I follow (association) football before rugby union, but I am sure I am not the only football fan who has been enthralled by the Rugby World Cup. For me, most refreshing of all is the different culture of the game most obviously demonstrated by the respect shown for referees.
To see a burly Boer tell a man a full foot shorter than him “Sorry Sir” is an aspect of the game which should never be lost. It plays to an honesty and a camaraderie between all participants which has long, unfortunately, been lost to football at the highest level.
Yet there is a real risk that rugby, as it becomes more professional and more exposed to media scrutiny, will lose this culture (and consequent honesty and camaraderie) which make it so refreshing. That risk was evident yesterday.

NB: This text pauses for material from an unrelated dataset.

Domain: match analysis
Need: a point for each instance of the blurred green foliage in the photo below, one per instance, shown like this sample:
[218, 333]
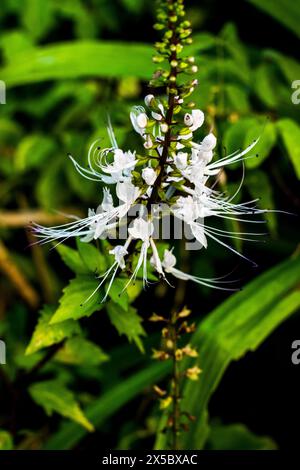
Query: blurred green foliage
[66, 66]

In a wholly unexpected and frankly incomprehensible turn of events, Scotland, who had almost been eliminated in the previous game by tiny Samoa, found itself involved in an epic match against Australia, previously the tournament’s stand-out team. An intercept gave Scotland a try and conversion and a two-point lead with just seven minutes to play. A miraculous victory, and a long-awaited triumph for Northern Hemisphere over Southern Hemisphere, seemed nigh.
Yet the Scots contrived to lose a line-out near their own 22-metre line two minutes from time, and in the melee the ball bounced forward (from a Scottish point of view) into an offside Scottish hand, meaning a penalty to Australia.
There was some discussion about whose hand it had come off, with a suggestion that an Australian would merely have meant a scrum. Actually, as is so often the case with football, this merely served to show that the presenter and pundits did not know the laws of the game. Whose hand it came off was, in fact, redundant.
However, all the talk after the game was about the referee’s conduct. In football, this would be normal; but in rugby it did not strike me as loyal to the culture of the game. To use words like “disgusting” and to headline articles with stories about how a (widely respected) referee should now no longer officiate at international level is just not the way rugby works even if a mistake has been made (and also objectively ludicrous in this case, given the referee did not make a mistake). To re-emphasise: uninformed punditry from past players (but not past referees) is par for the course for football, but is not traditionally part of rugby. I fail to see how it is a good thing for rugby to follow football in this regard!
It was cruel. The Irish know only too well how it feels to seem set to steal a World Cup quarter final unexpectedly against Australia with a late try, only to have it seized away again with a last-gasp score (as happened in 1991). However, the rugby thing to do would be to focus on what an outstanding match it was, what a fine and unexpected effort the underdogs put up, and how well the Australians did to keep cool under pressure. If further discussion about crucial mistakes were really required, the obvious starting point was the decision to throw a line-out long so late in the game, which was always a risk particularly in the wet. Even if there is a dispute about the late penalty award (and, to emphasise, the farce in all this is that there really is not), the point to make is that the Australians were in strong position to kick three points anyway.
Let us be clear, paedophilia is “disgusting”; toddlers having shotguns is “disgusting”; a referee recognising he may not be popular and walking off the field quickly is perhaps “poor etiquette”, but we need to have some proportion – it is not “disgusting”.
We all say things in the emotional aftermath of a game, but rugby has a wonderful culture of respect, honesty and camaraderie. This culture should be maintained and promoted, not allowed to wither as the sport turns into football. It would do no harm to note what an astonishingly difficult game rugby is to referee – with more regulations covering the breakdown alone than there are for the entire game of association football! It would also do no harm to note that the referee had it right (just as he did when sending Wales’ Sam Warburton off in the last World Cup’s semi).
So I think it would be wise for some of those who got a little emotional to apologise to Mr Joubert; and for the commentary and punditry to focus on the wonderful entertainment and fine play this World Cup is providing, without an unhealthy focus on referees who are only doing their best (which is usually very good and always considerably better than the pundits expressing “disgust”) in extraordinarily difficult circumstances.